15 juillet 2013

L’air du premier semestre

Une bonne qualité de l’air jusqu’en mai...

En ce début d’année, la qualité de l’air est globalement bonne. Madininair enregistre un air moyen à mauvais sur 36% du semestre. Les indices 8 et 9 correspondant à un air mauvais sont essentiellement relevés en mai et juin. Au cours de ces deux derniers mois, 15 jours d’air mauvais (indices 8 et 9) et 24 jours d’air médiocre (indices 6 et 7) sont comptabilisés.


Indices de la qualité de l’air de janvier à juin 2013

Des dépassements des seuils sanitaires plus nombreux au cours des deux derniers mois

Les polluants responsables des jours de mauvaise qualité de l’air et à l’origine des dépassements des seuils sanitaires sont les particules fines dont le diamètre est inférieur à 10 micromètres et, plus ponctuellement, le dioxyde d’azote.

En effet, pour le dioxyde d’azote, depuis le début de l’année 2013, 12 dépassements du seuil d’information et de recommandation ont été relevés sur la Rocade, avec un maximum horaire enregistré de 279 µg/m3 le 04 janvier 2013. La station trafic du Robert, situé dans le rond-point de Mansarde a également mesuré un dépassement de ce seuil le 22 mars 2013 (maximum horaire de 259µg/m3).
Pour rappel : Le seuil d’information et de recommandation pour le dioxyde d’azote est de 200µg/m3 en moyenne horaire.
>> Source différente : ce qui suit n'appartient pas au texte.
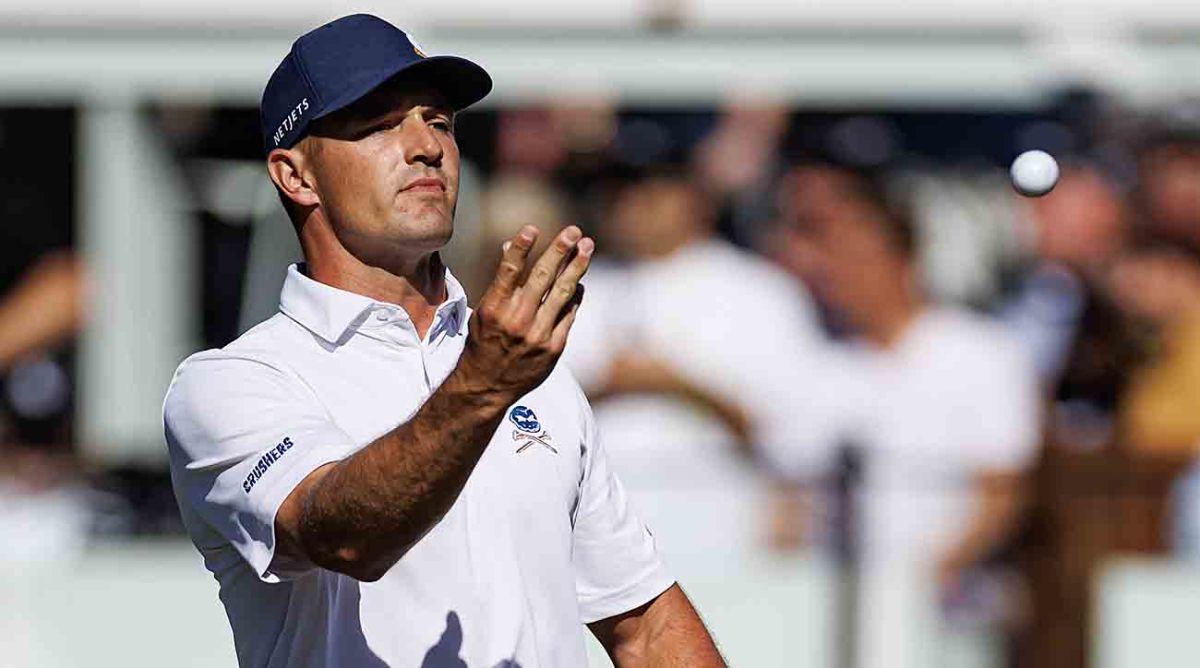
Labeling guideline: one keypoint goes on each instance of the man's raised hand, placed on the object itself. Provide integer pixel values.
(520, 330)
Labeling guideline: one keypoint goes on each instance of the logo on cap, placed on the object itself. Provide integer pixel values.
(417, 48)
(291, 120)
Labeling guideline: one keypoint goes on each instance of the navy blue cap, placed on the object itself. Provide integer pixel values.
(335, 65)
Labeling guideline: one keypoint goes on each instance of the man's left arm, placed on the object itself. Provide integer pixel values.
(666, 631)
De janvier à juin 2013, les particules fines sont les principaux responsables des indices de la qualité de l’air moyen à mauvais. Les concentrations maximales en particules fines sont enregistrées sur la station trafic du quartier de Renéville, situé à proximité de l’échangeur Dillon, avec une concentration moyenne sur la période de 37µg/m3 et, sur la station trafic du Robert qui mesure une concentration moyenne de 36µg/m3. La procédure d’information et de recommandation déclenchée lors de dépassement du seuil d’information et de recommandation fixé à 50µg/m3 de particules fines sur la journée, a été activée 31 jours de mai à juin 2013. La procédure d’alerte qui fixe un seuil d’alerte à 80µg/m3 a été déclenchée sur prévision le samedi 15 juin 2013.



Des sources de pollution bien identifiées

En Martinique, les oxydes d’azote et les particules fines sont principalement émis par le secteur de "production et transformation d’énergie" puis par le secteur du "transport routier" qui participe à hauteur de 16% des émissions d’oxydes d’azote et 20% des émissions en particules fines. Toutefois, les dépassements mesurés pour ces deux polluants sont essentiellement dus à l’activité automobile située à proximité de nos stations de mesure.

Les particules fines proviennent également d’une source naturelle : les brumes de sable venant du Sahara et véhiculées par les alizés. Ces épisodes, plus fréquents de mars à août, sont à l’origine d’une augmentation des particules fines sur l’ensemble du territoire.



Actuellement, une station de mesure sur la côte Caraïbes, éloignée des sources anthropiques est en cours d’implantation dans le but de quantifier la contribution de ces particules désertiques aux dépassements des seuils sanitaires.